Question: One-jiffy latency from the checking in run_local_timers()

From: zhuqiuer1
Date: Mon May 20 2024 - 09:21:03 EST


Hi there, the function "kernel/time/timer.c:run_local_timers" avoids raising a softirq when there are no timers set to expire at the current time.
It achieves this by comparing the current "jiffies" with "base->next_expiry".
However, when working with SMP, it is possible that a few CPUs are reading the jiffies while it is being incremented.
These CPUs may read the old-jiffies value in "run_local_timers" and fail to invoke expired timers at this jiffy.
This results in a one-jiffy latency for the timers. Can we simply add 1 to the "jiffies" value when we compare it with next_expiry?
This may result in an unnecessary softirq being raised if a timer expires in the next jiffy, but can remove the one-jiffy latency.
Not sure if this is a positive trade-off.

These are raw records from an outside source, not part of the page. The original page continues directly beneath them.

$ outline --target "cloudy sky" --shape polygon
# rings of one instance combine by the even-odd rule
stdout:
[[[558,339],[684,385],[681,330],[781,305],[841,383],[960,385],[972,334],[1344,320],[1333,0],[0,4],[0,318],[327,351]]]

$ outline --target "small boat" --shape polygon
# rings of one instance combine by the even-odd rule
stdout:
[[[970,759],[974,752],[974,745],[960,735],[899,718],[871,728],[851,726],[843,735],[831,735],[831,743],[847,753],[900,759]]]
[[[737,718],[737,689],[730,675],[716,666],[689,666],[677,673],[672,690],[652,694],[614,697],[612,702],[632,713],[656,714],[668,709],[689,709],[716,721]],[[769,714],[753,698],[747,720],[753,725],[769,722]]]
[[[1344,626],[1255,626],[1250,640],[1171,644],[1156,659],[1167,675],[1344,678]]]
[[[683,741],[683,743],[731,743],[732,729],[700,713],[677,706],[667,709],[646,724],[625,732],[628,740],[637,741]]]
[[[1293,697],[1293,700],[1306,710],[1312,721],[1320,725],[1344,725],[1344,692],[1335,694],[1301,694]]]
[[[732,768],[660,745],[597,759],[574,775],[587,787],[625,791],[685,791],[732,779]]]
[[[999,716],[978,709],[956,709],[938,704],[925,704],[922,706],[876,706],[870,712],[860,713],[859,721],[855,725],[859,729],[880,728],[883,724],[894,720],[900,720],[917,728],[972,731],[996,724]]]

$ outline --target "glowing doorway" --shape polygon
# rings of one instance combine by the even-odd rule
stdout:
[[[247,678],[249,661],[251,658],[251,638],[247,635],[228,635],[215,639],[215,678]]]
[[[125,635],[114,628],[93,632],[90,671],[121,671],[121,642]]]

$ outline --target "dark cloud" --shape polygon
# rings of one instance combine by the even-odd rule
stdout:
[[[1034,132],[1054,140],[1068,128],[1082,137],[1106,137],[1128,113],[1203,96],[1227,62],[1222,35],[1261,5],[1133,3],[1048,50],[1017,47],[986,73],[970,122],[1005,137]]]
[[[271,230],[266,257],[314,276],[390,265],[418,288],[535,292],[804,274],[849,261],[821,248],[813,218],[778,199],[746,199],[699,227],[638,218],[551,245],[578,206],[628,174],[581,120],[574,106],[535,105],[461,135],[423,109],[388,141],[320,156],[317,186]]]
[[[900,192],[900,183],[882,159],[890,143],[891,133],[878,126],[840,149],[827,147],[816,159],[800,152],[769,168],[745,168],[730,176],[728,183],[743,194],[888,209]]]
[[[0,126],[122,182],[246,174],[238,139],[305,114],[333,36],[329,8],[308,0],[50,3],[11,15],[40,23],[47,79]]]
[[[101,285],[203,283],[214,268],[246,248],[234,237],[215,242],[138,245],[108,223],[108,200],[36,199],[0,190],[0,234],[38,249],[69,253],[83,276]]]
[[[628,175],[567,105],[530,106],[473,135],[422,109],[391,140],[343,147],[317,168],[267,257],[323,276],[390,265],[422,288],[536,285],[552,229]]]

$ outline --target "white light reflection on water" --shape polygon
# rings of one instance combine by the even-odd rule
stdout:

Below is the example that we found to
have a few cpus reading the old-jiffies value while cpu-0 is updating the jiffies:

<idle>-0 [000] d.h. 133.492480: do_timer: updated_jiffies: 4294950645
<idle>-0 [010] d.h. 133.492480: run_local_timers: base->next_expiry: 5368691712, jiffies: 4294950644
<idle>-0 [001] d.h. 133.492480: run_local_timers: base->next_expiry: 4294950645, jiffies: 4294950644
...
<idle>-0 [006] d.h. 133.492481: run_local_timers: base->next_expiry: 4294967808, jiffies: 4294950645
...

We found that in this case the timer on cpu-1 was invoked in next jiffy but not the one it is expected to.